We've been saying Hello 'Melo for two seasons now. Our team has changed quite a bit w/ Coaching / Attitude / Style

Just wanting to know if we should get a new slogan going for the Page?

Please vote and if you vote yes then start throwing out some ideas, we can also vote on the Slogans after we get some popular ones going.

Anyone feel free to chime in, especially regular Nug posters! :biggrin:


----------



## cpawfan

Aiming a Mile High - I know it is cheesy
Mile High Fast Break


----------



## Kuskid

Absolutely for the change. I'm just not clever enough to come up with one. :sigh: I like the Mile High Fast Break though, cpaw. I'll post again when I come up with something.


----------



## Timmons

CPaw,

I like *Mile High Fast Break* 

That will be in the Slogan Vote!


How about:

Powder-Blue Light Special (?)

Mining for a title

I'll try to post more, but need serious help!!!!!!!!!!!!!! :biggrin:


----------



## UD40

I'm not a Nugs fan but what about.....

"Blue Light Special" ugh, I know, it sucks
or
"Attention K-Mart shoppers...."


----------



## DHarris34Phan

Earl Boykins is a baller.


----------



## Timmons

*Come on now!

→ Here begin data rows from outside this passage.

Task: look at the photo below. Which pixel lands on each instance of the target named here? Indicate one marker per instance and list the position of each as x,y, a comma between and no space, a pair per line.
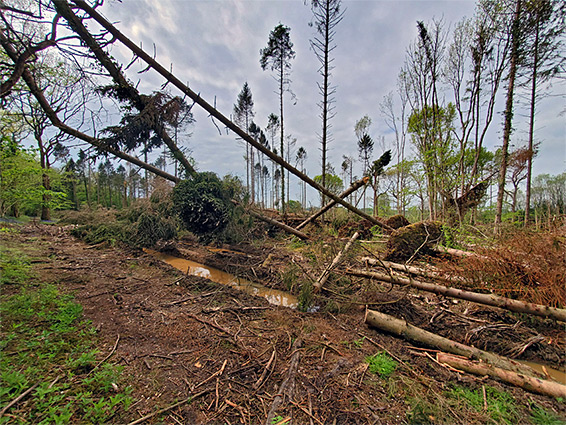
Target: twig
107,357
268,368
166,409
306,411
18,398
212,325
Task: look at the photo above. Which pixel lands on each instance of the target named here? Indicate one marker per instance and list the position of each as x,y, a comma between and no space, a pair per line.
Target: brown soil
179,336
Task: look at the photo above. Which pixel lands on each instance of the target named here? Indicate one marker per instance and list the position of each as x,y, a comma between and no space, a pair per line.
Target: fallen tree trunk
324,276
409,269
152,63
274,222
353,187
529,383
54,118
401,328
485,299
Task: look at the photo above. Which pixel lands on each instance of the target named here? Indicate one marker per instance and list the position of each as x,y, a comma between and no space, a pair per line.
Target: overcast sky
214,46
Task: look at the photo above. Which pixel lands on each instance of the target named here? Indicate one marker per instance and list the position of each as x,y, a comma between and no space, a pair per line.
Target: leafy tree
543,62
327,14
277,56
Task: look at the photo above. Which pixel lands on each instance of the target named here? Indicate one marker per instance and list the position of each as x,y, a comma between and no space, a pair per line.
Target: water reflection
197,269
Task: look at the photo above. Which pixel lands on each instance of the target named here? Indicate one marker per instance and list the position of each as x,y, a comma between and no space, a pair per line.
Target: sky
214,46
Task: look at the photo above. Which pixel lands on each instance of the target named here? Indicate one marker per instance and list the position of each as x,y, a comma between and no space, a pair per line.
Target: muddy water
196,269
555,374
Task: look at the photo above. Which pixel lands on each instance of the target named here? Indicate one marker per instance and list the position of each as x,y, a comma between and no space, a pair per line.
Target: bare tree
327,14
277,56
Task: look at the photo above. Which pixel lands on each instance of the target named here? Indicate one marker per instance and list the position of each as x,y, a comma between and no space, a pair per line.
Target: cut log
485,299
353,187
324,276
529,383
274,222
430,271
401,328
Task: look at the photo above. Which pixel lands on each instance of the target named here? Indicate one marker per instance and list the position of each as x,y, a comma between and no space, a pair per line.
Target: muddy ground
179,336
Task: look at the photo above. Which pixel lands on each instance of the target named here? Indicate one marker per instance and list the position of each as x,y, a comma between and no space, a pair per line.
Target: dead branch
324,276
166,409
353,187
288,385
485,299
18,398
217,114
268,369
276,223
140,102
401,328
529,383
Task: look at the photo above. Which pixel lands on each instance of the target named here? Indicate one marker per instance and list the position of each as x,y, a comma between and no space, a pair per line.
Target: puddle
197,269
555,374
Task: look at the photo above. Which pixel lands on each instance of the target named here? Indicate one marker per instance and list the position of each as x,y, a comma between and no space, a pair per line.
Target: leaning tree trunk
217,114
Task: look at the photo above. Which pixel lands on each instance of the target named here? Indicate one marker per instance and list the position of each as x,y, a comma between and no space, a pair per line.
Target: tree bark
353,187
324,276
485,299
508,114
276,223
529,383
64,10
216,114
403,329
287,387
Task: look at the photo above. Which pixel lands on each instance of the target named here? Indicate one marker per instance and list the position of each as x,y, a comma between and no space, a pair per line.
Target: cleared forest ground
219,355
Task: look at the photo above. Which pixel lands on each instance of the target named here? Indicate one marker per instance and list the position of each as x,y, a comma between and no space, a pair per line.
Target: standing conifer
277,56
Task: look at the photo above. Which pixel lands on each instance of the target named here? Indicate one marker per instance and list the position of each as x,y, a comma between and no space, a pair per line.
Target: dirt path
180,336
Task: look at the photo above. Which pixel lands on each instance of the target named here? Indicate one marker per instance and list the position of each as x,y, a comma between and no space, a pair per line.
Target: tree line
507,47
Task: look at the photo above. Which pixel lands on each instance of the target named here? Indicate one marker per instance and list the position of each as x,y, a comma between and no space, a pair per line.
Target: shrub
203,204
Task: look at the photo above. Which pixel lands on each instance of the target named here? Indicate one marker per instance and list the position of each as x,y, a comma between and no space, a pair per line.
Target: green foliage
501,406
45,337
14,267
203,204
539,416
306,296
333,183
152,227
21,188
382,364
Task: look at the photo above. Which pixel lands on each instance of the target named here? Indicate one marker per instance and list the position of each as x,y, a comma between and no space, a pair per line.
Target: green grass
47,345
381,364
501,407
539,416
14,267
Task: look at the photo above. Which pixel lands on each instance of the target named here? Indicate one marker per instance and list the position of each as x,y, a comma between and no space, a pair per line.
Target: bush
203,204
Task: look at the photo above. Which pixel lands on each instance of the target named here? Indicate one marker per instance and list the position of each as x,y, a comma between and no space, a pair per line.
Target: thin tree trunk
406,330
508,115
215,113
355,186
531,128
326,273
485,299
529,383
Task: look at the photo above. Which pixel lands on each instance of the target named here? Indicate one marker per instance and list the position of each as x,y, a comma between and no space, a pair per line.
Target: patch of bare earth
244,360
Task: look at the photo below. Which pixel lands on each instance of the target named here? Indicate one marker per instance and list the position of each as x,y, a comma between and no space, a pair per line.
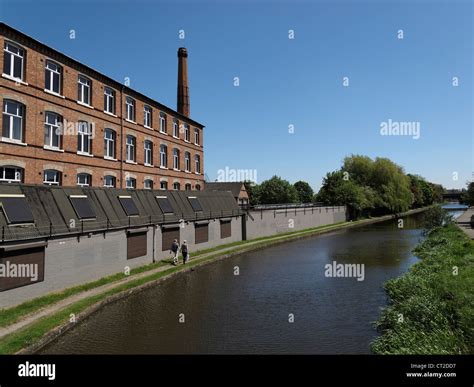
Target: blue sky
288,81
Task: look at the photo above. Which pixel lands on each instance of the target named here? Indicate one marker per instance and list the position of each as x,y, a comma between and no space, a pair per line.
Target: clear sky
286,81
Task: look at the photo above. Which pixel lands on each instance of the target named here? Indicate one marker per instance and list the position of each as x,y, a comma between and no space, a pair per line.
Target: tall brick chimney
183,88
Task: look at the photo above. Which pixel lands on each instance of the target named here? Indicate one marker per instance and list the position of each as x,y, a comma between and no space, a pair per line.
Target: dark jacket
174,247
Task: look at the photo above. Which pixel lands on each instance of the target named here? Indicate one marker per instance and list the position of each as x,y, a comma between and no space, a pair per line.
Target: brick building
66,124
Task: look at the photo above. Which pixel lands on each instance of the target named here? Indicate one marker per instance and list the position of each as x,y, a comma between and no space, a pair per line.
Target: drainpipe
154,236
121,137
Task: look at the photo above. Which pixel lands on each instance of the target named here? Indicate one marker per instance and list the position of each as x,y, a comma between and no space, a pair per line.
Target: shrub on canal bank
432,306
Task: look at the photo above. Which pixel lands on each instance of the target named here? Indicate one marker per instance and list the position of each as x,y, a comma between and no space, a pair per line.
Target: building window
52,177
175,128
148,184
83,90
53,77
130,183
148,152
197,164
84,179
13,113
147,116
130,105
109,181
52,130
162,122
109,100
176,159
186,132
130,148
187,161
84,138
163,156
13,61
11,174
196,136
109,144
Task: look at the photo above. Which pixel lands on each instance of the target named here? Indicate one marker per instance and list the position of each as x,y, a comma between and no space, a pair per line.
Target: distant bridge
452,195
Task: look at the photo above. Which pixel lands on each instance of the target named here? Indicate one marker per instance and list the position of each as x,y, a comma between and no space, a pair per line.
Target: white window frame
130,108
114,180
51,72
129,180
162,122
87,182
148,152
84,84
53,129
130,148
196,136
17,171
176,159
197,164
147,116
148,181
175,128
84,133
163,156
186,133
109,100
20,114
187,162
109,144
19,54
57,177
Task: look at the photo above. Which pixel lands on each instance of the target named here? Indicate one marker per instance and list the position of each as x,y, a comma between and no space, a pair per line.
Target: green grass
437,306
9,316
32,333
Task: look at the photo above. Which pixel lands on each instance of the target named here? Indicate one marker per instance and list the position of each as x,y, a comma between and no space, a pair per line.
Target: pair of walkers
175,251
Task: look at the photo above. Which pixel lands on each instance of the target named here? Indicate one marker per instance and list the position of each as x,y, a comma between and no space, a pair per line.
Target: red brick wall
37,101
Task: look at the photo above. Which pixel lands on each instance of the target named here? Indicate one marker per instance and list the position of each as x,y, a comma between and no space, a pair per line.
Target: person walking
175,251
185,252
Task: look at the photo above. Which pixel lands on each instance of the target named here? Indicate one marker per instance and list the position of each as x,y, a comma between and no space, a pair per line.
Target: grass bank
37,331
431,307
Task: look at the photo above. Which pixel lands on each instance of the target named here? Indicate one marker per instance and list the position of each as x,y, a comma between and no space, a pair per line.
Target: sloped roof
54,214
234,187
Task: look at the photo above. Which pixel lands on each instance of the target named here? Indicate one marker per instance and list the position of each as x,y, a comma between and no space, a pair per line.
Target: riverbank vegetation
431,307
376,187
367,187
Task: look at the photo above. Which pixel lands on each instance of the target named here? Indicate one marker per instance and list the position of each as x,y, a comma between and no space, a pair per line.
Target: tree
252,191
304,191
338,191
277,191
468,196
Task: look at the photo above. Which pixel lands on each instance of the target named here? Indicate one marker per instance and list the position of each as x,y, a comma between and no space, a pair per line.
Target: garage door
21,267
226,230
168,236
201,233
136,244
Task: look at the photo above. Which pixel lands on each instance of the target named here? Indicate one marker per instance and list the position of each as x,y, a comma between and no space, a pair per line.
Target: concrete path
463,222
56,307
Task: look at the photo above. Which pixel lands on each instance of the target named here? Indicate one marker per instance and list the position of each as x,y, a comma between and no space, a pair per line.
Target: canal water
281,301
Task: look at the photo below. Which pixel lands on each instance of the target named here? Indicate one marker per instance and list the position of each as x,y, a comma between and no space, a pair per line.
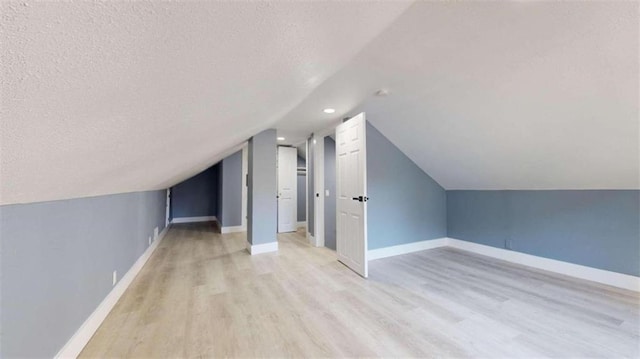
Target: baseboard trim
233,229
194,219
82,336
614,279
262,248
406,248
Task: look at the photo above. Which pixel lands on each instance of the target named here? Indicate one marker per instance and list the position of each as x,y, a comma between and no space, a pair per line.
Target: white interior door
351,200
287,189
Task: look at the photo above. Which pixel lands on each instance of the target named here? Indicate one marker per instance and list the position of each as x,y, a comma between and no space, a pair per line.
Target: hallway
202,295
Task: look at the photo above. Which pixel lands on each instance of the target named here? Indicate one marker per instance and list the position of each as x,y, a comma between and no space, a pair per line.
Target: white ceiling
113,97
521,95
102,98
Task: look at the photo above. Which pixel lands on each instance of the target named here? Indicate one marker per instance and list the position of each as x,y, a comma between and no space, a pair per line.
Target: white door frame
290,173
347,260
318,186
318,178
168,209
245,173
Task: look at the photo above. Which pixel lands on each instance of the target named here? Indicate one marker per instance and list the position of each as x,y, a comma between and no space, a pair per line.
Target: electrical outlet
508,243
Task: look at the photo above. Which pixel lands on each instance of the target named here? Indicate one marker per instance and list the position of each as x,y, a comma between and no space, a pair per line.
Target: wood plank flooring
202,295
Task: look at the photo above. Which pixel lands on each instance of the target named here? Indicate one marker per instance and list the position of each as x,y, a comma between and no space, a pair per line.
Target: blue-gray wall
302,192
406,205
311,191
262,209
595,228
330,185
197,196
230,213
57,260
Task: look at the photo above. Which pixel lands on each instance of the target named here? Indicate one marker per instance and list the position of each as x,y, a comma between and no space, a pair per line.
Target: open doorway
340,192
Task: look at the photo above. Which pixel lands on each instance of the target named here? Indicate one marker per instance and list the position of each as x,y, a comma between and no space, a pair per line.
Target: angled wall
406,204
197,196
230,213
595,228
57,260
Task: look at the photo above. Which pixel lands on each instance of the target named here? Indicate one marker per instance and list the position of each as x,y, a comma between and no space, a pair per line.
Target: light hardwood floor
202,295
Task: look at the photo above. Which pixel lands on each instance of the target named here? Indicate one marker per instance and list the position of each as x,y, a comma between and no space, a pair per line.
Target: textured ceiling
115,97
112,97
519,95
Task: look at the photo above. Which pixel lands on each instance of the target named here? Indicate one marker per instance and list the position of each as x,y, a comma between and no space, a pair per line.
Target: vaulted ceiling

I know there are some creative people around here!* :biggrin:


----------



## Snicka

Suck on these Nuggets?


----------



## Ron Mexico

"the best outside of texas"


----------



## Tom

Role Player Central

4 men and a baby.

Rocky Mountain Highlight.

We can run, but you can't hide.


----------



## Timmons

Inspired by the lack of 2 guard:
*Anthony, Camby, Miller, Martin & Co.*

*A Mile High Above the Rim*


----------